No pattern, no relevance to the occurrences, but something was going on. The presence of any imponderable in the delicate social and economic machinery of the country under the Vanner-Elling eco-government was not tolerable. The balance of power between the Federation Americas in the West and the Sino-Soviet bloc in the East was far too treacherous to permit unexplained incidents to remain long unexplained. That balance had teetered once, in 1965, and the world still bore the scars of that brief, bitter war. After the violent economic crash that had engulfed the world in 1995, a different sort of balance had been forged, but still the balance was there.

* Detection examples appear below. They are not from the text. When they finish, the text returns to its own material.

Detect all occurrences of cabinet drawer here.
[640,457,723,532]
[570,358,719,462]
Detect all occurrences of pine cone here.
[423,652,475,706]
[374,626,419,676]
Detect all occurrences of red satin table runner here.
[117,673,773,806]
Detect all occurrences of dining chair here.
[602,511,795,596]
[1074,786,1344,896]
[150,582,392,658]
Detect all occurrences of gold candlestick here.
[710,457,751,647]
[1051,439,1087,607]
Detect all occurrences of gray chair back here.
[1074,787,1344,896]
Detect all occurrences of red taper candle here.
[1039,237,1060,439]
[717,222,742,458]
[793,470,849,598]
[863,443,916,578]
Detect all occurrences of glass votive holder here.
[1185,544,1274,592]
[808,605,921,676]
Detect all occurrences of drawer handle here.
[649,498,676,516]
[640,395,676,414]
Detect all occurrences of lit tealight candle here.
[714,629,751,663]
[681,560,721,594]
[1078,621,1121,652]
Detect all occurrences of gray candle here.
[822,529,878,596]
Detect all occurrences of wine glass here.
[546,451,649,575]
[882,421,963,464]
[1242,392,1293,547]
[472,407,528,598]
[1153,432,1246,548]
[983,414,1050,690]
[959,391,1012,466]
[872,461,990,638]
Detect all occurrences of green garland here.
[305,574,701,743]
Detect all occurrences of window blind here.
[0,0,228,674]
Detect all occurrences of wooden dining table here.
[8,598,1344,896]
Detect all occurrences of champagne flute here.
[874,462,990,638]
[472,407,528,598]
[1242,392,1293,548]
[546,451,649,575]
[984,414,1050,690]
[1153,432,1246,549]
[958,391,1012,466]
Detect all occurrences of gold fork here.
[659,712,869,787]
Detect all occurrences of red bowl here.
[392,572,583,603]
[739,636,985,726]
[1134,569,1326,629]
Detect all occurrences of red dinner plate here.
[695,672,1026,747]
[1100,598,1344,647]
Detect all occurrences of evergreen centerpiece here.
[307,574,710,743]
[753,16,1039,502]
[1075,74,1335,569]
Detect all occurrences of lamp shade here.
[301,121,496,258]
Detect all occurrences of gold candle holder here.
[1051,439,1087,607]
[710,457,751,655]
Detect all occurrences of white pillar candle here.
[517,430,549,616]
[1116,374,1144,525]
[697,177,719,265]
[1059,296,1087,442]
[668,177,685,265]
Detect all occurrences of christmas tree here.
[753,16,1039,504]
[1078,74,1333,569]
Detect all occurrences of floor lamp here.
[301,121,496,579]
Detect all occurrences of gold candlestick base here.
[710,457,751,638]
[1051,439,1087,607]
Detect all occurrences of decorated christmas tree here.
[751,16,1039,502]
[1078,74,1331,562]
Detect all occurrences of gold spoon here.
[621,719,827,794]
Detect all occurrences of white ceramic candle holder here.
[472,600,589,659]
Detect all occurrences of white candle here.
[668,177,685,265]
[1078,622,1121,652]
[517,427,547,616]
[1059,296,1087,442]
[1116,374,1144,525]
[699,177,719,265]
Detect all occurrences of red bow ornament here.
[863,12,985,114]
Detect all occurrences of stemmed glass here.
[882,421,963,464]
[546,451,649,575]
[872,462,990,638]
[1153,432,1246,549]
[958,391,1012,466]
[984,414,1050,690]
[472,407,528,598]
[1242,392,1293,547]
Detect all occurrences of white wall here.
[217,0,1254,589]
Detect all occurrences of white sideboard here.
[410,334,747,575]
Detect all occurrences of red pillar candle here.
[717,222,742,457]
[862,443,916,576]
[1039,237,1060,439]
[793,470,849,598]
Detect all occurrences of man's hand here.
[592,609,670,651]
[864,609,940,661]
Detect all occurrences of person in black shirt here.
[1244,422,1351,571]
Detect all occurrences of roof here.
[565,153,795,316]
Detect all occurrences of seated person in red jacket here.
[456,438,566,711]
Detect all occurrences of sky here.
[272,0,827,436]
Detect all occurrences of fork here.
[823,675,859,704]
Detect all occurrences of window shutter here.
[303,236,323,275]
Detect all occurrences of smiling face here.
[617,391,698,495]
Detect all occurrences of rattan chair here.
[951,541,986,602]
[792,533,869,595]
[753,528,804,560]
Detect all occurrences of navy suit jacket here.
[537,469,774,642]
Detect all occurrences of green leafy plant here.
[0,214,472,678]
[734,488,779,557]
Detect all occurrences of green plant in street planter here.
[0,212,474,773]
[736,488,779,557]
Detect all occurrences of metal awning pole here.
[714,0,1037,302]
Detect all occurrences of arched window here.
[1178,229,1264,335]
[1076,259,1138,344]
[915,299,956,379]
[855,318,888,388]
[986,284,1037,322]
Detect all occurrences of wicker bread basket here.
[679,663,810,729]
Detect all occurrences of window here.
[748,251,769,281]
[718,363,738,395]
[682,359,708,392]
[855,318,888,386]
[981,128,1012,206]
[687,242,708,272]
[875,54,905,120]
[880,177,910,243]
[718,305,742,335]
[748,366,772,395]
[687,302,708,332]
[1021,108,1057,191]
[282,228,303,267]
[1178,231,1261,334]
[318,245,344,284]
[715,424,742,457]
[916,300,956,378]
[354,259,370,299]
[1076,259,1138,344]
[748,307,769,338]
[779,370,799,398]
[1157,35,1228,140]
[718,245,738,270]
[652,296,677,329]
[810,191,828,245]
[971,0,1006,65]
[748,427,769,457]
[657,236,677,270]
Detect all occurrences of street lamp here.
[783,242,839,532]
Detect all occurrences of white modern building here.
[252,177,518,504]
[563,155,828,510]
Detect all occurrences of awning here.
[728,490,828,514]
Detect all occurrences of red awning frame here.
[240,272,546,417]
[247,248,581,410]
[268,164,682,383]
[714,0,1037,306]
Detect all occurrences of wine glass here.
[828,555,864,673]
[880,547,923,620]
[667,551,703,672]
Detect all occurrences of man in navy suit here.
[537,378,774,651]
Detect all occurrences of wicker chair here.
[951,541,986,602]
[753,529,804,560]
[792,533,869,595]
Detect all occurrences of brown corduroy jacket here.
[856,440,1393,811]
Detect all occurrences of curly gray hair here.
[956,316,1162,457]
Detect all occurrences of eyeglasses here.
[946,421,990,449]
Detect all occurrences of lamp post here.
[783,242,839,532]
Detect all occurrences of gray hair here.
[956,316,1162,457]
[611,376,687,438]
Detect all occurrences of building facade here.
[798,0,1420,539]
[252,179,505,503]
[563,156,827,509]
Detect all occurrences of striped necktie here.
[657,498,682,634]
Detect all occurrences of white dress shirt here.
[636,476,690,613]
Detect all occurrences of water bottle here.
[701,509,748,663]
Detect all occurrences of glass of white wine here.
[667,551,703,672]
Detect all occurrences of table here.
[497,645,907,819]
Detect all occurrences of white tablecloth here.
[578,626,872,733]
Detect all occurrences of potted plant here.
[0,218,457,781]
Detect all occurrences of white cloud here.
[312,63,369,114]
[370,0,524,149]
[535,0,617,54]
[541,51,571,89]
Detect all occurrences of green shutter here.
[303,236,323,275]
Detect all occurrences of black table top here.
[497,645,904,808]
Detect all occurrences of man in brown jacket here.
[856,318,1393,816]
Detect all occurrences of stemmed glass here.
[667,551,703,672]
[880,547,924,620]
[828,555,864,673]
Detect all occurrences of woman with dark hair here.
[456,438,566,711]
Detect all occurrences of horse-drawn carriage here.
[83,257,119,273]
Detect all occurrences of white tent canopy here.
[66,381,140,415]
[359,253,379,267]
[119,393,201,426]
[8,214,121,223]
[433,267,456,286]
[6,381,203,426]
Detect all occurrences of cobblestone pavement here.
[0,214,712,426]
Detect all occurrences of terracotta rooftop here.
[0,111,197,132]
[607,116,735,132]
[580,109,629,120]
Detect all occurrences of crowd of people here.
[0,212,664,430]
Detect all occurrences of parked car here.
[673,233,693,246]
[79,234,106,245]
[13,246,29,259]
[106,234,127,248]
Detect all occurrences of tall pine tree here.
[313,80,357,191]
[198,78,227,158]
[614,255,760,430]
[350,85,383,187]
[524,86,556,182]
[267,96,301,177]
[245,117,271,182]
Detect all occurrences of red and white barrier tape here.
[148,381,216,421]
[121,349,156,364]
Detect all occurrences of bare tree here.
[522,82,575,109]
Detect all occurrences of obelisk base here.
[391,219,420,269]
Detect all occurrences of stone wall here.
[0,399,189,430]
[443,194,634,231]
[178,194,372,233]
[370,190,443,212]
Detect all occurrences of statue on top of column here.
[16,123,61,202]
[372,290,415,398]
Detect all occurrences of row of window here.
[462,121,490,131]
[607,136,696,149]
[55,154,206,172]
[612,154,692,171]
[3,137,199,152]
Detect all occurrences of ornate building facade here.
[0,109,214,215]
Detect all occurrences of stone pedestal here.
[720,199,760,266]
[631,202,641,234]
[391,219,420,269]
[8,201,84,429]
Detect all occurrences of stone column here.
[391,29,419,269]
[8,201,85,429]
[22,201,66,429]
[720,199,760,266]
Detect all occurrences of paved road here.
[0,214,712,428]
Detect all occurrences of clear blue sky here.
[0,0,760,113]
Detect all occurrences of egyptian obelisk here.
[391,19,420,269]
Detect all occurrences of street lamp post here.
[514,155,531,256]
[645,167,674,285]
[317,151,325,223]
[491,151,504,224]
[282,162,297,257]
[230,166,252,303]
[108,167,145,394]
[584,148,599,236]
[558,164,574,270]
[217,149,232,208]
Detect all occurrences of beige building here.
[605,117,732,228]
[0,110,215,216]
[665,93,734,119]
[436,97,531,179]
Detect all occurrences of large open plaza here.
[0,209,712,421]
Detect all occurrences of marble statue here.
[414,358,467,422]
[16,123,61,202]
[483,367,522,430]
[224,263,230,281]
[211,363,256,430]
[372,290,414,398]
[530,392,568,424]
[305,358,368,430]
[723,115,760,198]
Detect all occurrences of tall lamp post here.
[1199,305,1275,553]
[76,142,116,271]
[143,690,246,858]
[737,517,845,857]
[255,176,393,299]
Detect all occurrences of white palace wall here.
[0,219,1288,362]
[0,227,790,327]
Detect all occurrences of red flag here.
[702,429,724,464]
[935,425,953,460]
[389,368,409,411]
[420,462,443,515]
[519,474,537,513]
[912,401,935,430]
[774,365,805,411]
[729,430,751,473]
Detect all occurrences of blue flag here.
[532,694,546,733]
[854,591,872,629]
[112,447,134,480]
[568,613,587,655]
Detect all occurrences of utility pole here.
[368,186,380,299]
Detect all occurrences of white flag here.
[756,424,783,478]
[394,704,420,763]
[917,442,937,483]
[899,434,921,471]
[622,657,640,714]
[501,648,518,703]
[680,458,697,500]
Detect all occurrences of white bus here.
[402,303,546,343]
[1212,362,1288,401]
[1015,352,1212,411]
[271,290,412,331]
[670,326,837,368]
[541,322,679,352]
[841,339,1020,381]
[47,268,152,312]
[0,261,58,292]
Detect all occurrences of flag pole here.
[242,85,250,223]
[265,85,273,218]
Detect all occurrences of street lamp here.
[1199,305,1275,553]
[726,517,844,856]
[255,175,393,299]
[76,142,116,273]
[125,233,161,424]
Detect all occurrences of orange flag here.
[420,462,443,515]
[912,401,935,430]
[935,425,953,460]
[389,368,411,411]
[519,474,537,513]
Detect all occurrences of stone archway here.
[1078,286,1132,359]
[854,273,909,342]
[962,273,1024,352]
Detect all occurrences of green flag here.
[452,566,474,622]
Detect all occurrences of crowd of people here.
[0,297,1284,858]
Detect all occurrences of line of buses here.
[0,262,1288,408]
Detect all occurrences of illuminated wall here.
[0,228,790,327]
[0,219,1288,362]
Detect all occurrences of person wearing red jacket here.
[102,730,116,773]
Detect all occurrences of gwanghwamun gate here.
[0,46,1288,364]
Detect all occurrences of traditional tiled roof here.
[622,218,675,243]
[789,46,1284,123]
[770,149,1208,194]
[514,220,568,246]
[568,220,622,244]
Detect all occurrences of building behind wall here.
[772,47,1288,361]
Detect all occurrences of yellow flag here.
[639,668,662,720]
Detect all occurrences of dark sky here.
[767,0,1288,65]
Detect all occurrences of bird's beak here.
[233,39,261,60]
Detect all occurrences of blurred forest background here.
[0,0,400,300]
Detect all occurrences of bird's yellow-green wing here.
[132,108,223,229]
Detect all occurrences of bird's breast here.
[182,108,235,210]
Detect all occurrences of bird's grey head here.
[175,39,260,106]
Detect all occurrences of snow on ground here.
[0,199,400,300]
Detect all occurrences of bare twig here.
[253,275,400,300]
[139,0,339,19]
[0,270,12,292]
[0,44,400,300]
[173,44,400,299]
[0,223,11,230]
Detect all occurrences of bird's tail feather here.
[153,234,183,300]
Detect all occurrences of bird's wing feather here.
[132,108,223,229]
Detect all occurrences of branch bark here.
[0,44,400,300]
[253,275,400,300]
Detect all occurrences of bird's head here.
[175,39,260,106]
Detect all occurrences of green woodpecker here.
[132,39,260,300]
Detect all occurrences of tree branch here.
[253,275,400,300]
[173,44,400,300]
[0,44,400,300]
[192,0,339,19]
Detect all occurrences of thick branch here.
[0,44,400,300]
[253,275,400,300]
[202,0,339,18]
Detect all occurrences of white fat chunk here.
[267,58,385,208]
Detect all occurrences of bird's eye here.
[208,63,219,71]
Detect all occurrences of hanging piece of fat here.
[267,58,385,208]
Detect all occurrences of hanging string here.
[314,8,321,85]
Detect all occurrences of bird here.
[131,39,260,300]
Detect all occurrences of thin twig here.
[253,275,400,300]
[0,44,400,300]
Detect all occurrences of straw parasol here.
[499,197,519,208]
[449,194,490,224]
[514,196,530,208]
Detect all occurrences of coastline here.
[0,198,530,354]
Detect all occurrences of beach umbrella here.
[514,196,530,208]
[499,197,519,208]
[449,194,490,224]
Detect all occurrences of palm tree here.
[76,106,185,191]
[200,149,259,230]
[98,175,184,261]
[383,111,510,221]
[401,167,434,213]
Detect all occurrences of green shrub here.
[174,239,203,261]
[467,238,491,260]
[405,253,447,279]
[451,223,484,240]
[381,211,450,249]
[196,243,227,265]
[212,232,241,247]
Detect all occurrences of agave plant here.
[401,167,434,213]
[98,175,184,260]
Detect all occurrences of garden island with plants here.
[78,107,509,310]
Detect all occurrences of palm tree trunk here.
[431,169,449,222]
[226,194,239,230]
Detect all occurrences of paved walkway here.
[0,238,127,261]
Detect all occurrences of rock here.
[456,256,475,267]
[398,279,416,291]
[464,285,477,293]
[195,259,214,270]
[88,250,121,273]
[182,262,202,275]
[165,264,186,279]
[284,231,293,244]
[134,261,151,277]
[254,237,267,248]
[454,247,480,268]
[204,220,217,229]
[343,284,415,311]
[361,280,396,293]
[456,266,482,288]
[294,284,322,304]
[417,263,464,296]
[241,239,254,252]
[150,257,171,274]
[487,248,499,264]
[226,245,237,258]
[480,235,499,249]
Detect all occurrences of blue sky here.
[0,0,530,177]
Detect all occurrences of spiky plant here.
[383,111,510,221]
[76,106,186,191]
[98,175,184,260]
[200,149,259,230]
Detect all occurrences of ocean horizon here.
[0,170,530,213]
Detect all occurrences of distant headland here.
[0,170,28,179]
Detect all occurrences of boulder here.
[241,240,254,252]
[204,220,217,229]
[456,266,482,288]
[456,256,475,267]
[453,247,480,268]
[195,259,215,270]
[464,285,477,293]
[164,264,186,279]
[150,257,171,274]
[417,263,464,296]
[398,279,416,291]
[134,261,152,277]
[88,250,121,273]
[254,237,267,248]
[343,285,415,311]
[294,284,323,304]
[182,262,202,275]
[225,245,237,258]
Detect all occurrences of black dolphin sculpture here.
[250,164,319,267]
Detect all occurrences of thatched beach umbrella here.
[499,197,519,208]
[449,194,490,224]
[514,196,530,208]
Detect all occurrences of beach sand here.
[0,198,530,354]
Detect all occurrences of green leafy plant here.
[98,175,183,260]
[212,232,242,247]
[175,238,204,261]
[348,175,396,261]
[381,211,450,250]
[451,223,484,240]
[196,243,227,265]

It was clear that whatever was behind the occurrences had to be discovered. Project Frisco, under Julian Bahr’s diligent direction, had thrown the entire striking power of the DIA into a swift, silent search for a pattern behind the occurrences. And Project Frisco, until now, had failed.
For eleven months they had run up against a blank wall. A thousand leads traced down, led nowhere. A thousand blind alleys were carefully explored. No clue to the enemy’s intentions, nor even to the enemy’s identity. Only the constantly growing conviction that somewhere in the pattern, there was an enemy . . . .
And now, Wildwood. For the first time, a chink in the armor, a possible break . . . .
And John McEwen was afraid to go on.
“Listen to me, Mac,” Bahr said. “This is the time to move in, not the time to sit on the fence and worry. We’ve got something here at last that we can get our hands on. This major . . . .”
Weakly, McEwen shook his head. “The DIA has its limits, Julian. An atomic theft . . . this is out of our hands.”